Republished with express permission from The New American Magazine
As we have warned, governments and central banks all over the world are getting ready to plunder savings accounts and pensions to fund ongoing spending binges and mounting debts.
Reuters news service reported an ominous story on February 12 indicating that authorities in the European Union may soon be resorting to the “Polish option” of nationalizing pension funds to pay for national debt obligations, as well as to fund continued out-of-control government spending.
According to the Reuters report:
The savings of the European Union’s 500 million citizens could be used to fund long-term investments to boost the economy and help plug the gap left by banks since the financial crisis, an EU document says….
“The economic and financial crisis has impaired the ability of the financial sector to channel funds to the real economy, in particular long-term investment,” said the document, seen by Reuters.
The Commission will ask the bloc’s insurance watchdog in the second half of this year for advice on a possible draft law “to mobilize more personal pension savings for long-term financing”, the document said….
The EU executive will also complete a study by the end of this year on the feasibility of introducing an EU savings account, open to individuals whose funds could be pooled and invested in small companies.
The Reuters report reads as if it were written by the European Central Bank or the Federal Reserve, employing the “purposeful obfuscation” of “Fed-speak” that Fed Chairman Alan Greenspan (following his retirement) boasted of employing when deceiving Congress with convoluted “destructive syntax.”
For the savvy reader, the Reuters story sent up a host of red flags, but for many, if not most, readers, unfamiliar with the “Fed-speak” and “Greenspanisms,” the article was merely about new efforts by EU authorities to “boost the economy.” And that would be a good thing, right? And solve the “long-term investment” problem; another good thing, yes? Even the Reuters title — “Exclusive: EU executive sees personal savings used to plug long-term financing gap” — aims at preparing readers to welcome the planned government confiscation of their savings.
Contrast that Reuters title with the one provided for the same story by Tyler Durden at ZeroHedge.com: “Europe Considers Wholesale Savings Confiscation, Enforced Redistribution.”
ZeroHedge is among the alternative voices that have been warning that ever-ravenous government and its Wall Street patrons, having already digested breakfast and lunch, are coming back for dinner. Meanwhile, the MSM “journalist” shills for Big Gov and Big Banks continue to report that the storm clouds are almost banished and that sunshine and rainbows are peeking out from behind every new government program.
Tyler Durden points out that the EU choice of the verb “mobilize” — as in “to mobilize more personal pension savings for long-term financing” — is typical of the deceptive verbiage employed by the bankster/political elites.
“Mobilize, once again, is a more palatable word than, say, confiscate,” he notes. “And yet this is precisely what Europe is contemplating.”
And not only Europe; central bankers and politicians the world over have struck on a plan to “solve” the “world financial crisis” by taking every penny possible by every means possible. (See: “Jackson Hole Conclave: Central Bankers Plan Global Theft, Massive Pain,” August 28, 2013; and “Your Savings, 401(k), and Retirement Are in Danger,” February 4, 2014.)

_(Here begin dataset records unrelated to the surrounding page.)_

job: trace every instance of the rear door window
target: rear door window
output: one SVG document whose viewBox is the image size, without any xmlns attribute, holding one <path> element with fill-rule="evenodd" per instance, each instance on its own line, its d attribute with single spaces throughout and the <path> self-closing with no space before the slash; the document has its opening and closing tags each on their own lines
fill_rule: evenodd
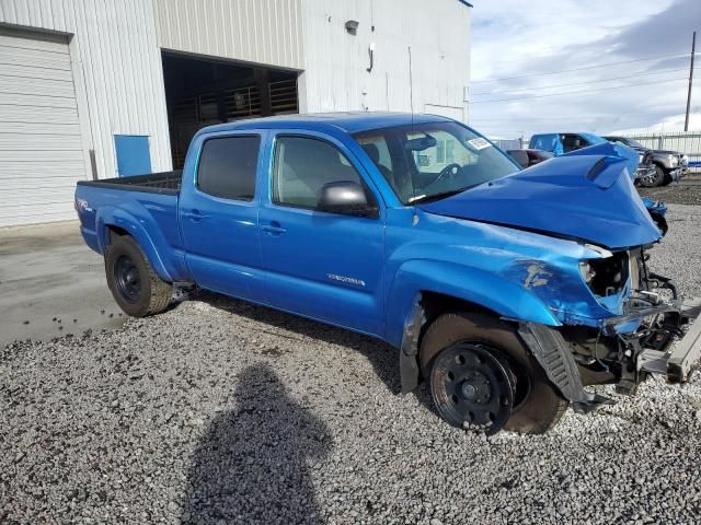
<svg viewBox="0 0 701 525">
<path fill-rule="evenodd" d="M 306 137 L 277 139 L 273 202 L 315 210 L 324 185 L 342 180 L 365 188 L 358 172 L 335 145 Z"/>
<path fill-rule="evenodd" d="M 231 200 L 253 200 L 261 137 L 221 137 L 205 142 L 197 188 Z"/>
</svg>

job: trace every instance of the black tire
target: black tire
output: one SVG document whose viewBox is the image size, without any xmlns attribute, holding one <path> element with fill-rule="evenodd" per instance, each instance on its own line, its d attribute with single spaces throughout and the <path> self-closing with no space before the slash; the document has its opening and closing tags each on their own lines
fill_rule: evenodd
<svg viewBox="0 0 701 525">
<path fill-rule="evenodd" d="M 133 317 L 163 312 L 173 288 L 162 281 L 130 236 L 115 237 L 105 252 L 105 273 L 110 291 L 119 307 Z"/>
<path fill-rule="evenodd" d="M 444 314 L 426 330 L 421 343 L 421 366 L 429 381 L 432 394 L 430 371 L 436 357 L 459 341 L 495 349 L 516 376 L 514 408 L 505 430 L 542 434 L 560 421 L 567 409 L 567 400 L 527 351 L 516 329 L 484 314 Z"/>
</svg>

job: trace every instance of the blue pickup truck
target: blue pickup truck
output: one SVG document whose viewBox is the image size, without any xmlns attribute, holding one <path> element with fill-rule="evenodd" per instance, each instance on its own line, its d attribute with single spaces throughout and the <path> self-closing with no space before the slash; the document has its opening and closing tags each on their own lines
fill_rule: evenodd
<svg viewBox="0 0 701 525">
<path fill-rule="evenodd" d="M 520 171 L 443 117 L 273 117 L 200 130 L 182 173 L 81 182 L 76 208 L 127 314 L 199 287 L 370 335 L 460 428 L 544 432 L 610 401 L 588 385 L 683 383 L 701 353 L 613 155 Z"/>
</svg>

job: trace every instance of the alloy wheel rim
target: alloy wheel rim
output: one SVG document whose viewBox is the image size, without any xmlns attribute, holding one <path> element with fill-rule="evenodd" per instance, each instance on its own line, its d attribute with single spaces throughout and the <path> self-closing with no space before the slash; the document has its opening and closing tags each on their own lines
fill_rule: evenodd
<svg viewBox="0 0 701 525">
<path fill-rule="evenodd" d="M 114 266 L 114 277 L 119 295 L 129 303 L 136 303 L 141 294 L 139 268 L 126 255 L 119 256 Z"/>
</svg>

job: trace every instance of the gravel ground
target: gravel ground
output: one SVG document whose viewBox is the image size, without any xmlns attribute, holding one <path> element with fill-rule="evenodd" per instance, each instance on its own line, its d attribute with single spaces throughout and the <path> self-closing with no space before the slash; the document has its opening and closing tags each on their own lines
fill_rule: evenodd
<svg viewBox="0 0 701 525">
<path fill-rule="evenodd" d="M 673 205 L 652 260 L 690 295 L 699 221 Z M 487 440 L 382 343 L 202 299 L 0 352 L 0 523 L 699 522 L 699 377 Z"/>
</svg>

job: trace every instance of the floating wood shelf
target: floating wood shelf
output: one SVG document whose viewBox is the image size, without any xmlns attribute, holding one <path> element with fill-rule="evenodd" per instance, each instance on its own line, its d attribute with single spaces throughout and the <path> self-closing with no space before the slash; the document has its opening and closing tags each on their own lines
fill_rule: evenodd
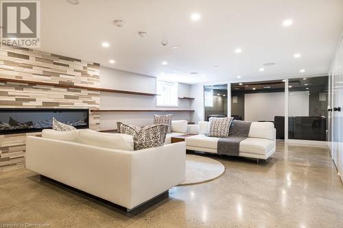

As we have reported, President Obama has floated an eerily similar plan — his MyRA retirement savings bond program, announced in his January 2014 State of the Union Address — which appears to be a way of easing into the plans for nationalizing pensions that “progressive” Democrats have been advocating for many years. In 2008, when then-Senator Barack Obama was running for his first try at the White House, a series of House and Senate hearings took testimony from a bevy of “experts” recommending various schemes for nationalizing pension plans (see here).
In September, 2012, California Governor Jerry Brown signed legislation creating the nation’s first state-administered retirement savings program for private-sector workers. The California Secure Choice Retirement Savings Program, which has been touted as a “national model,” directs private employers to withhold three percent of workers’ pay to channel into a state-run program. Critics have pointed out that the new program is simply another means by which the Sacramento politicians are forcibly extracting money from Golden State residents to fund debt-laden, bloated government. In particular, the new retirement “savings” is likely to disappear into schemes for plugging holes in the California Public Employees’ Retirement System (CalPERS), which is estimated to have a long-term unfunded liability of $100 billion.